Why We Read Hard Books

An Ambrose Parent Education article by Chris Browne, 7th & 11th Grade Humanities Teacher

Dear parents,

I recently finished reading Dante’s The Divine Comedy with my junior students and Homer’s The Odyssey with my seventh grade students. You will not find either on the reading lists of many high schools around the country, as both have been deemed too difficult, inaccessible, or antiquated for young readers. If the rest of the world has given up on these books and others like them, then why haven’t classical Christian schools like ours? Wouldn’t we be better off assigning our students reading that was less difficult, easier to digest, and frankly, more enjoyable? There are great answers to those questions!

Giving students what they need

In a roundabout way, an article published in the The Wall Street Journal a few weeks ago gets at some of those answers. The article cites a tech company’s analysis of what kind of books kids enjoy reading. Not surprisingly, ninjas and dinosaurs are high on the list, while ethical philosophy and Trinitarian theology didn’t make the cut. The basic concern of the tech company involved is that they publish the kind of books that kids want to read.

Though the article is specifically about what algorithms say kids enjoy reading, the underlying questions it raises apply to our student reading lists. Should we be primarily concerned with giving students what they want? As Dr. Mohler, the President of The Southern Baptist Theological Seminar and Boyce College put it regarding the results of the study, “if we just give children what the algorithms say they want, they’re going to miss an awful lot of literature, including exposure to those creatures, those stories, those persons, those narratives that they do not yet know that they want.” Amen to that. Our job as parents and teachers is not to give our students what they want, but to give them what they need; not to give them what they enjoy, but to give them what is good; not to give them what entertains them, but to give them what transforms them. We do not read The Aeneid with students because they are entertained by it or they want it; we read it with them so they might see the beauty in it and be transformed by having their moral imagination awakened and shaped.

Cultivating a taste for the good

It is true that through careful cultivation by parents, teachers, pastors, and friends that many students will come to love the books we read, the conversations we have, and the liberal arts we study. By “love” I do not mean they will necessarily have some warm sentiment towards The Aeneid or the other books we read; that may or may not happen. By “love” in this context I mean something greater: we hope our students will come to have a deep and abiding respect and appreciation for the true, good, and beautiful things we expose them to. This respect and appreciation can exist independent of any feeling our students might have about the things they encounter during their education.

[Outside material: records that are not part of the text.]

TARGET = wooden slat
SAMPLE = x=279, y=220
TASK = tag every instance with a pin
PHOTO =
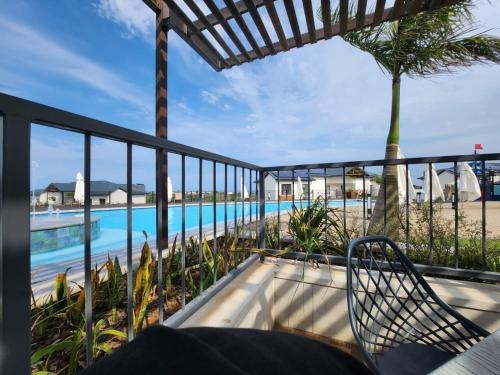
x=397, y=9
x=294, y=24
x=273, y=15
x=308, y=11
x=320, y=33
x=326, y=14
x=226, y=13
x=434, y=4
x=185, y=28
x=243, y=26
x=254, y=13
x=198, y=13
x=360, y=14
x=343, y=15
x=379, y=11
x=416, y=7
x=154, y=5
x=230, y=32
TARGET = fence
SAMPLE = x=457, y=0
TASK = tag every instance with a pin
x=16, y=119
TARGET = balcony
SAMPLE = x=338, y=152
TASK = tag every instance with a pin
x=243, y=263
x=87, y=265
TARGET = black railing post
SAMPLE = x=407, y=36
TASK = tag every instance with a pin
x=200, y=221
x=215, y=245
x=183, y=230
x=15, y=280
x=226, y=257
x=431, y=213
x=457, y=251
x=262, y=210
x=483, y=214
x=279, y=209
x=87, y=251
x=130, y=276
x=407, y=231
x=364, y=201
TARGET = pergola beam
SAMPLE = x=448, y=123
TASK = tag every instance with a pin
x=321, y=35
x=191, y=31
x=226, y=12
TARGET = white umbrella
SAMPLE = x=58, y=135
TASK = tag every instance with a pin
x=468, y=186
x=170, y=192
x=243, y=189
x=79, y=196
x=300, y=190
x=402, y=182
x=437, y=190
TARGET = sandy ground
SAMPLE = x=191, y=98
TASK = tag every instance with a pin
x=471, y=210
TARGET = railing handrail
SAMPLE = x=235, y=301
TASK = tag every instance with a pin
x=58, y=118
x=383, y=162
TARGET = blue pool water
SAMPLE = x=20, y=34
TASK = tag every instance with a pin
x=114, y=223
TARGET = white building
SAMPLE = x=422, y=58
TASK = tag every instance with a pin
x=101, y=193
x=333, y=186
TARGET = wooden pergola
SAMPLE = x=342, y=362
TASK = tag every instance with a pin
x=210, y=35
x=217, y=52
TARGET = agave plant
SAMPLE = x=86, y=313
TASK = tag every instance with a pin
x=143, y=284
x=317, y=229
x=116, y=285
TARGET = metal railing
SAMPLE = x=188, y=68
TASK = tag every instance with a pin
x=16, y=118
x=309, y=172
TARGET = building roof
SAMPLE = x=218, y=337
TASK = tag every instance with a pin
x=96, y=187
x=330, y=172
x=494, y=167
x=202, y=31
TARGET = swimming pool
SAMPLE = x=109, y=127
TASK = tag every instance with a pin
x=113, y=223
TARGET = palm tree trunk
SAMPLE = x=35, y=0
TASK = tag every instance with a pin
x=388, y=223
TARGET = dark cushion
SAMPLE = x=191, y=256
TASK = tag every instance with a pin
x=162, y=350
x=412, y=359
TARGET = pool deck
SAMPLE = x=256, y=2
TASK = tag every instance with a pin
x=43, y=276
x=55, y=222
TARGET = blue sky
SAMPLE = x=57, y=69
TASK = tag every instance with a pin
x=322, y=103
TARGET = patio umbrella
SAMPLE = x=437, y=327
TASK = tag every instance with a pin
x=437, y=190
x=243, y=189
x=468, y=185
x=170, y=191
x=402, y=182
x=79, y=196
x=300, y=190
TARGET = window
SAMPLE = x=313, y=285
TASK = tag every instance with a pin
x=286, y=189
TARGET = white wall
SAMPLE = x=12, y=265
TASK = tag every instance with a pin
x=118, y=197
x=334, y=186
x=46, y=197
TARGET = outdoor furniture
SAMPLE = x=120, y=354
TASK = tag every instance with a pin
x=483, y=358
x=221, y=351
x=400, y=324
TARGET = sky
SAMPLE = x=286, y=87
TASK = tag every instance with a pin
x=325, y=102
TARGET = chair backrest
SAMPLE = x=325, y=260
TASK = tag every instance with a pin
x=390, y=303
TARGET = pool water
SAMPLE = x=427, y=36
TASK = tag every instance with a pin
x=113, y=224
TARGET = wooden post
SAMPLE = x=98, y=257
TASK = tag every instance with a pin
x=161, y=155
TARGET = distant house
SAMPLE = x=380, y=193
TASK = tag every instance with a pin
x=334, y=184
x=447, y=177
x=101, y=192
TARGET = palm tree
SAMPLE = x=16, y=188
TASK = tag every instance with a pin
x=420, y=46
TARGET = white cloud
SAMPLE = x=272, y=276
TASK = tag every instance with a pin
x=330, y=102
x=210, y=97
x=23, y=46
x=137, y=18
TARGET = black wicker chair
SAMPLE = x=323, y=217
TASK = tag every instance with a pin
x=400, y=324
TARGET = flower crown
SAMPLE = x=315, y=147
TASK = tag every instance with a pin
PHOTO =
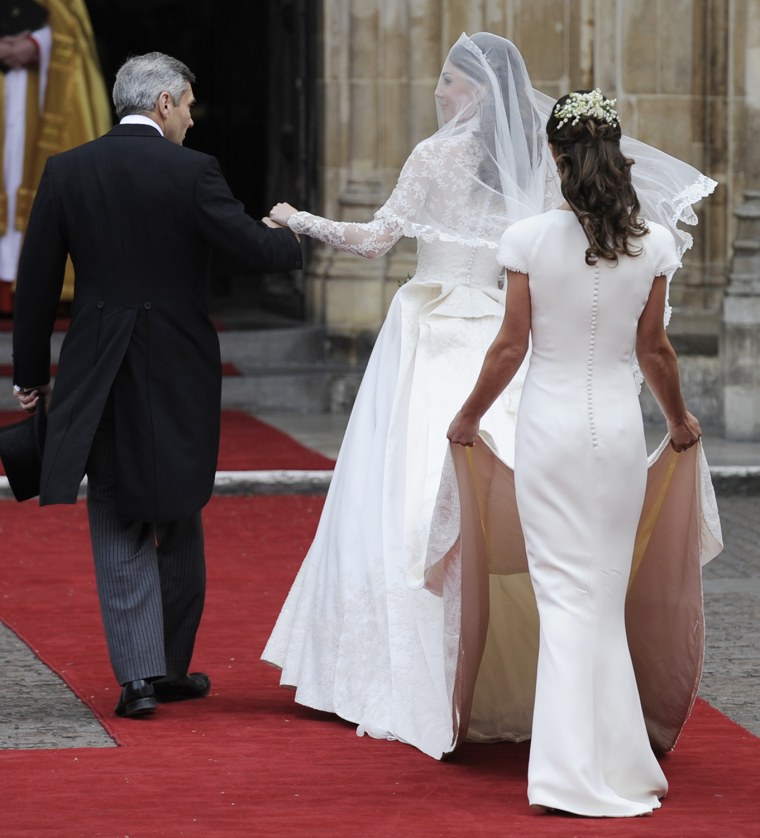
x=591, y=105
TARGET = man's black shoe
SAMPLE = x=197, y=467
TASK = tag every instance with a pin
x=137, y=699
x=194, y=685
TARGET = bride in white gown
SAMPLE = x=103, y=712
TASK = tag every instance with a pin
x=587, y=285
x=358, y=635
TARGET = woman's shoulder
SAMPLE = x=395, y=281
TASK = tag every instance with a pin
x=657, y=232
x=531, y=225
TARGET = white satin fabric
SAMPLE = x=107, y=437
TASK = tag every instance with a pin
x=358, y=635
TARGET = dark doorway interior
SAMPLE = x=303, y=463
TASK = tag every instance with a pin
x=255, y=68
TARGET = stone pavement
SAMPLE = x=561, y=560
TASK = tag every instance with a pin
x=37, y=710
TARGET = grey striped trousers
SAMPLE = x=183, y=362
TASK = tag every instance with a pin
x=151, y=578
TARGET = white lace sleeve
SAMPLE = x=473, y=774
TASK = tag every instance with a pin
x=376, y=237
x=369, y=240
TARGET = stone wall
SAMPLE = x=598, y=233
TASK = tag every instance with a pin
x=678, y=68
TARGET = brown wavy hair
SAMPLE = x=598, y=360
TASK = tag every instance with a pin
x=595, y=177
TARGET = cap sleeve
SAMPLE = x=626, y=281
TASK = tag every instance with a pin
x=666, y=259
x=512, y=249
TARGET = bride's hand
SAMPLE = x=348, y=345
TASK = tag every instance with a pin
x=463, y=431
x=280, y=213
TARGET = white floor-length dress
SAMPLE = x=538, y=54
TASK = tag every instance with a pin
x=358, y=635
x=580, y=482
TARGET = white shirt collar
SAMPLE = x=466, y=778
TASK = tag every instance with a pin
x=139, y=119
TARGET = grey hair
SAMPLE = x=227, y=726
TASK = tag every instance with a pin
x=143, y=78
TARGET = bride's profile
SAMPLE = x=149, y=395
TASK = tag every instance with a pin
x=358, y=636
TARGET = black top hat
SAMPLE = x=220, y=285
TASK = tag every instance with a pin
x=21, y=452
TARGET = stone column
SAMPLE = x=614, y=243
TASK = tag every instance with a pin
x=740, y=333
x=740, y=325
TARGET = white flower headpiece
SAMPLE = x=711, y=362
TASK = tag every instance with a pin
x=591, y=105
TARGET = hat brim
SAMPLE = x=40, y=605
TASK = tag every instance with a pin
x=21, y=447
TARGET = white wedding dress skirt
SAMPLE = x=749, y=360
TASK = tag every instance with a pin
x=358, y=634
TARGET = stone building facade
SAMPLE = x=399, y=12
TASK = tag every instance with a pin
x=686, y=74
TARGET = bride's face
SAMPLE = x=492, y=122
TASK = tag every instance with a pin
x=453, y=93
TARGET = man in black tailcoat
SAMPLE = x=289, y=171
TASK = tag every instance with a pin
x=138, y=390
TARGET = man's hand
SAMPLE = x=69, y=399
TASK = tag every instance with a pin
x=280, y=213
x=28, y=398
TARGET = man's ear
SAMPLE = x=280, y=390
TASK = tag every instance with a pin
x=164, y=103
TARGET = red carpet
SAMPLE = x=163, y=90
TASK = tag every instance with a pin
x=246, y=444
x=247, y=761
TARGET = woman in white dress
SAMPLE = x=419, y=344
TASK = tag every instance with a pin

Lastly, we don’t read great books with students in order that they might find out whether or not the books appeal to their individual tastes, like vanilla ice cream or the color blue might. Their value is not rooted in our personal preference for them, but in the great ideas they contain and their capacity to shape us. The books we read are good in and of themselves because of the truth, goodness, and beauty they contain. Our job as parents and teachers is to cultivate in our students a taste for that good. It is important we not confuse the two!


 

Chris Browne, 7th Grade Humanities & 11th Grade Co-Teacher

M.A., History, Latin minor, Boise State University; B.A. History, Philosophy minor, Boise State University

I joined The Ambrose School in 2011. I embraced classical Christian education for two primary reasons. First, it maintains the proper goal of education, which is not to merely train good technicians or accountants, but to cultivate virtue in the lives of students. If you can cultivate virtue in a student so that he rejoices in the Lord always, loves his neighbor as himself, and does all things as to the Lord, then you will as a result get a good technician or accountant. However, if you set out to only train a good technician to the neglect of the moral character of the student, you run the risk of only producing what C.S. Lewis called “a more clever devil.” Also, classical Christian education is vastly superior to the modern approach to education because through the Trivium it utilizes the student’s natural developmental stages to produce a student equipped to both think and articulate great ideas.

I am an Idaho native. My wife, TJ, and I live in Boise with our two daughters, who both attend The Ambrose School. We love Boise because of the great Christian community and the many recreational opportunities here.